Há sangue. E ideias?

A JURA, a organização juvenil da UNITA, vai a eleições para escolher o seu secretário- geral já no mês de Novembro. Há mais de cinco pré-candidatos, o que é bom, espelha que há sangue a correr nas veias dos jovens e que há vontade de fazer. As candidaturas múltiplas para a liderança têm sido a imagem de marca da UNITA depois da morte de Jonas Savimbi, o “intocável” desde a fundação do partido. E tem corrido bem, ao contrário de outros partidos em que mais do que uma candidatura significa ruptura, cisões e makas. A FNLA é um bom exemplo. Mas temos também casos de candidaturas múltiplas que não parecem sérias, como o da CASA-CE, com o candidato Kalupeteka a estragar todo o filme. O MPLA, unanimista na sua liderança, já teve em alguns comités provinciais e em alguns secretariados da JMPLA momentos de eleições com vários candidatos.

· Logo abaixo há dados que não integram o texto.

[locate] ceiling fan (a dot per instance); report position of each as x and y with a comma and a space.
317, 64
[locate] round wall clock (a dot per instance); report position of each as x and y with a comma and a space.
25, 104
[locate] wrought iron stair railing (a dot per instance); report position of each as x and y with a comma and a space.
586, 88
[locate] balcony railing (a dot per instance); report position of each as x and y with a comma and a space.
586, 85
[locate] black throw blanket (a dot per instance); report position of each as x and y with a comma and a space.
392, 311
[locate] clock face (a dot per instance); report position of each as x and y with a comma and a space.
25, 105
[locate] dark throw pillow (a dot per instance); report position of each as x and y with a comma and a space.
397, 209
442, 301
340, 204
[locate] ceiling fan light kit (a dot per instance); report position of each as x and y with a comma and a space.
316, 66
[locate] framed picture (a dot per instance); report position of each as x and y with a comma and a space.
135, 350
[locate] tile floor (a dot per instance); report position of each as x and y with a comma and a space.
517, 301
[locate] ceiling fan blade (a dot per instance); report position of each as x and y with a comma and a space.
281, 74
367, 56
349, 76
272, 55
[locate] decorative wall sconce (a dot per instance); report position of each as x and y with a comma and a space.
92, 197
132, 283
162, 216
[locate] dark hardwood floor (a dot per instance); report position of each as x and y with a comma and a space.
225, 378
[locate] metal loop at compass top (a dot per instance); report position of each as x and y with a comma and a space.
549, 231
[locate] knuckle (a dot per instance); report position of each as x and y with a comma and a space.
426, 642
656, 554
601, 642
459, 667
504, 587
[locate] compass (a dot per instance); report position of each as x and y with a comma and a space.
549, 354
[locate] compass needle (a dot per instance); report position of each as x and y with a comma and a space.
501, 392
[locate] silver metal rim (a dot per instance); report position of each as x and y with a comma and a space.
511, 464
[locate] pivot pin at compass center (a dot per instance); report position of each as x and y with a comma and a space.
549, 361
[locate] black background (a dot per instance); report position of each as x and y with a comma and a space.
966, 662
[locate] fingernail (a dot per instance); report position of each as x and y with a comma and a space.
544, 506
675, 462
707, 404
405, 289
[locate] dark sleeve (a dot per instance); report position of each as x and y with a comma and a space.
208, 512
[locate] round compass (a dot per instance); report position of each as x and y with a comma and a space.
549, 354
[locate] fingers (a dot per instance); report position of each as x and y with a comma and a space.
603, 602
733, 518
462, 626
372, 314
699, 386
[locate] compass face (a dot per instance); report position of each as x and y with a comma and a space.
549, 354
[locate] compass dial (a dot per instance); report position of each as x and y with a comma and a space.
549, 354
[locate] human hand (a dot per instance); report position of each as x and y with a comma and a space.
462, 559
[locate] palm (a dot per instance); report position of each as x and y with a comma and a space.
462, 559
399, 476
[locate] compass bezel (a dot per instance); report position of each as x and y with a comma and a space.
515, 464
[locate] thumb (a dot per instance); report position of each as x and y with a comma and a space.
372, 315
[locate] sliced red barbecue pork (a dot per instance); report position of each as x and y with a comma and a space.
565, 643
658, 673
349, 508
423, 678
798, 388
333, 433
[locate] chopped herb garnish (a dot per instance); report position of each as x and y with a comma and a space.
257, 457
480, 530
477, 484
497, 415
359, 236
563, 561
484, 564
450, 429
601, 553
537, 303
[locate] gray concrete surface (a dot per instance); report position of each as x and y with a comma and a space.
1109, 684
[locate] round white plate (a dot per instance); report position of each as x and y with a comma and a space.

Aqueceu, em alguns casos. Benguela que o diga. Mas para a liderança do partido ainda não se arriscou. Voltando aos jovens, é bom que se candidatem e se batam, mas não apenas para cumprir as orientações do partido, tem de ser para as contestar também, para as questionar, para pressionar os mais velhos, este país é jovem. Estou interessado em ver se dos oito candidatos sairão ideias inovadoras, capazes de sinalizar líderes para o futuro, para uma nova forma de se fazer política, com novas ideias, com novos sonhos. Os líderes juvenis partidários não podem ser apenas os primeiros a receber a orientação dos kotas.